NEW YORK, NEW YORK – USA
On May 2, the New York-based International Action Center broadcast an educational webinar on May 2 and the war in Ukraine. “Reckoning with the Ukraine Government’s Armed Nazi Militias.” The presenters were Leonid Ilderkin, member of the coordination council of the Union of Political Refugees and Political Prisoners of Ukraine; Phil Wilayto, OSC coordinator; Alexey, a survivor of the Odessa House of Trade Unions massacre currently living in Luhansk; and Sara Flounders and Teddie Kelly of the International Action Center.
Socialist Unity Party members and friends hold a May 2 memorial in Baltimore.
BALTIMORE, MARYLAND – USA
Baltimore solidarity activists held a memorial next to the Harriet Tubman Solidarity Center, reading the names of those who died in the Odessa Massacre, mounting a memorial on a fence and performing a rendition of Woody Guthrie’s “All You Fascists Bound to Lose.” The commemoration was initiated by the Baltimore Socialist Unity Party.
LOS ANGELES, CALIFORNIA – USA
The Socialist Unity Party’s John Parker, a candidate for U.S. Senate from Los Angeles, Calif., traveled on a fact-finding mission to the People’s Republic of Luhansk in the Donbass and later participated in a ceremony May 2 at the Odessa Memorial in Moscow.
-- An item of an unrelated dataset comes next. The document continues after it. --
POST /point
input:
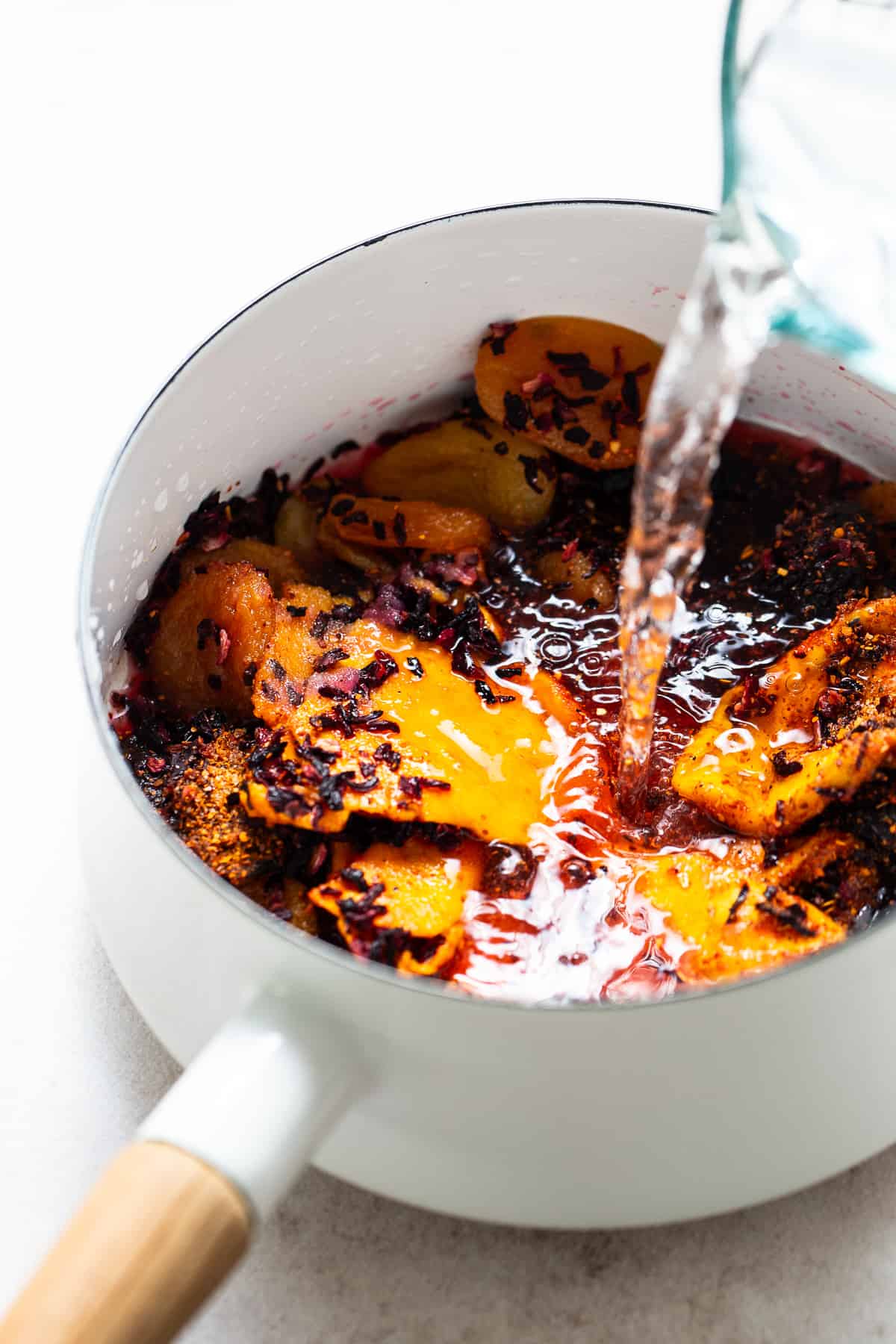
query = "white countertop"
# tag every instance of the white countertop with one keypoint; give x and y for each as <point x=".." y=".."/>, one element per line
<point x="172" y="161"/>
The SUP also produced a webinar, “Voices from Donbass – Stop the War Lies.”
Members of The Fire This TIme Movement for Social Justice show solidarity from Vancouver, Canada.
VANCOUVER, BRITISH COLUMBIA, CANADA
The Fire This Time Movement for Social Justice carried out a social media campaign to educate the public about May 2.
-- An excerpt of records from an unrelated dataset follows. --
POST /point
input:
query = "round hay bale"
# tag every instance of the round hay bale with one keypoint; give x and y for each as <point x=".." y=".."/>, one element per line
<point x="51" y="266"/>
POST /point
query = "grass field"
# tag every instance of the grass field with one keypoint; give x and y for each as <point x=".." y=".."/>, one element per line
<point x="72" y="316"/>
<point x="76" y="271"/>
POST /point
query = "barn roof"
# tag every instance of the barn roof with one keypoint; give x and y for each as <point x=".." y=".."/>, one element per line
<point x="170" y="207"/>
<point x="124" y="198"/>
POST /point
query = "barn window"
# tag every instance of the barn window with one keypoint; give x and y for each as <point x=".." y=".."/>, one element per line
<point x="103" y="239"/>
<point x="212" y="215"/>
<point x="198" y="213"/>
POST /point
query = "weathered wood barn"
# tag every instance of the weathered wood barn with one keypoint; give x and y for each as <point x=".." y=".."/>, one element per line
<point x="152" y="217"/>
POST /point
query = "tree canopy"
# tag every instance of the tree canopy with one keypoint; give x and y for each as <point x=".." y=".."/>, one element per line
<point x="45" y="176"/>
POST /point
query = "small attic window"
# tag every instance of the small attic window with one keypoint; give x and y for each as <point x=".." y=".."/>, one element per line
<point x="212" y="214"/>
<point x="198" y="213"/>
Hundreds of people march to the Ukrainian Embassy in Moscow to commemorate the Odessa Massacre victims.
MOSCOW, RUSSIA
The Union of Political Emigrants and Political Prisoners of Ukraine helped organize a procession to the Ukrainian Embassy. Local people carried posters, photographs and flowers to honor the memory of those killed at the House of Trade Unions in 2014. Video HERE.
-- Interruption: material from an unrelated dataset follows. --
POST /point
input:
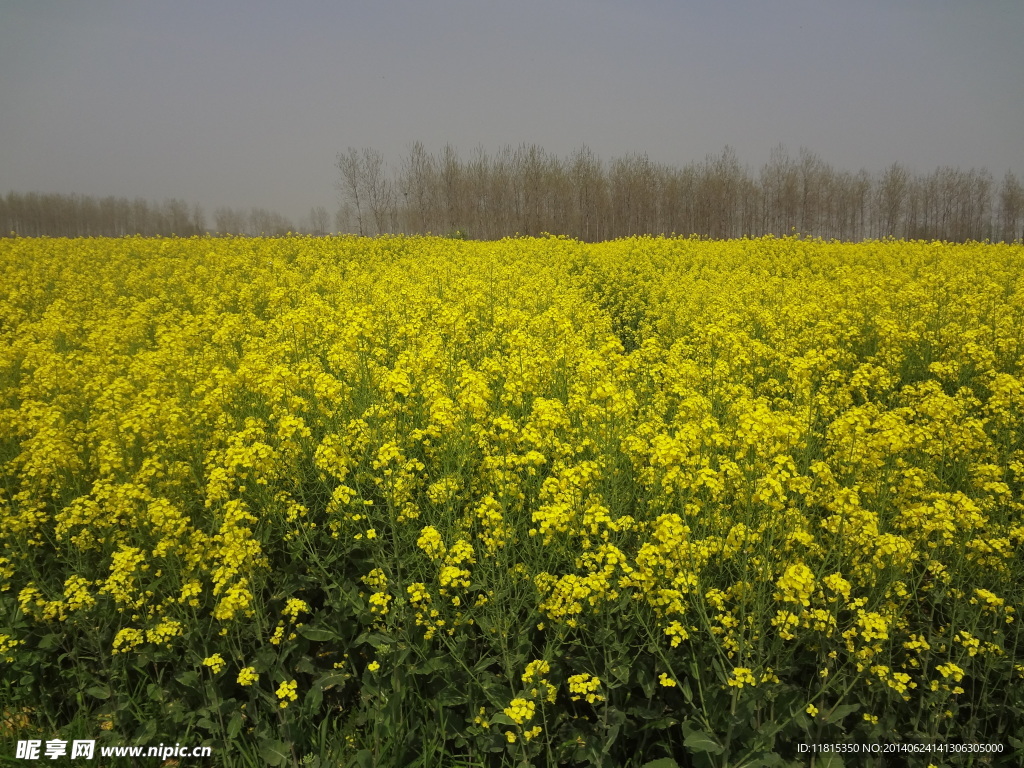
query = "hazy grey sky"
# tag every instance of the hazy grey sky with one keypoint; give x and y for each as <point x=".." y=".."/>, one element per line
<point x="248" y="103"/>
For the eighth year in a row, leftists in Penza, Russia, hold a May 2 solidarity event.
PENZA, RUSSIA
A memorial was held in the provincial capital of Prenza. Activists with the Communist Party of the Russian Federation, the Left Front and the Leninist Communist Youth Union laid flowers at the monument to the Fighters of the Revolution on Sovetskaya Square in memory of all those who died in the Odessa House of Trade Unions in 2014. This is the eighth consecutive year in which similar memorials have been held in Penza by the Communist Party of the Russian Federation and the Left Front. See a detailed report HERE.
In an action called by the Coop Antiwar Cafe, activists gather near the U.S. Embassy in Berlin to remember the Odessa Massacre.
BERLIN, GERMANY
Despite harassment from provocateurs and the police, the Coop Antiwar Cafe sponsored two May 2 events in Berlin. The first, near the Ukrainian embassy, was shut down by police because some of the images of Ukrainian neo-Nazis that were displayed included their fascist symbols, which are banned in Germany. The second event was held at Pariser Platz by the Brandenburg Gate in front of the U.S. Embassy, where there were some provocateurs. Despite the opposition, the organizers read the appeal for international actions on May 2 that was issued by the Antiwar Cafe, Union of Political Emigrants and Political Prisoners of Ukraine and the OSC. There also were remarks by the chair of the German Communist Party.
One national and three regional Italian television stations broadcast a documentary on the Odessa massacre. This was part of “Forbidden Peace,” a special event also broadcast on these stations, in which actors, journalists, writers, philosophers, poets and citizens united to say what is really happening in Ukraine, pointing out the responsibilities of the United States, Europe and NATO.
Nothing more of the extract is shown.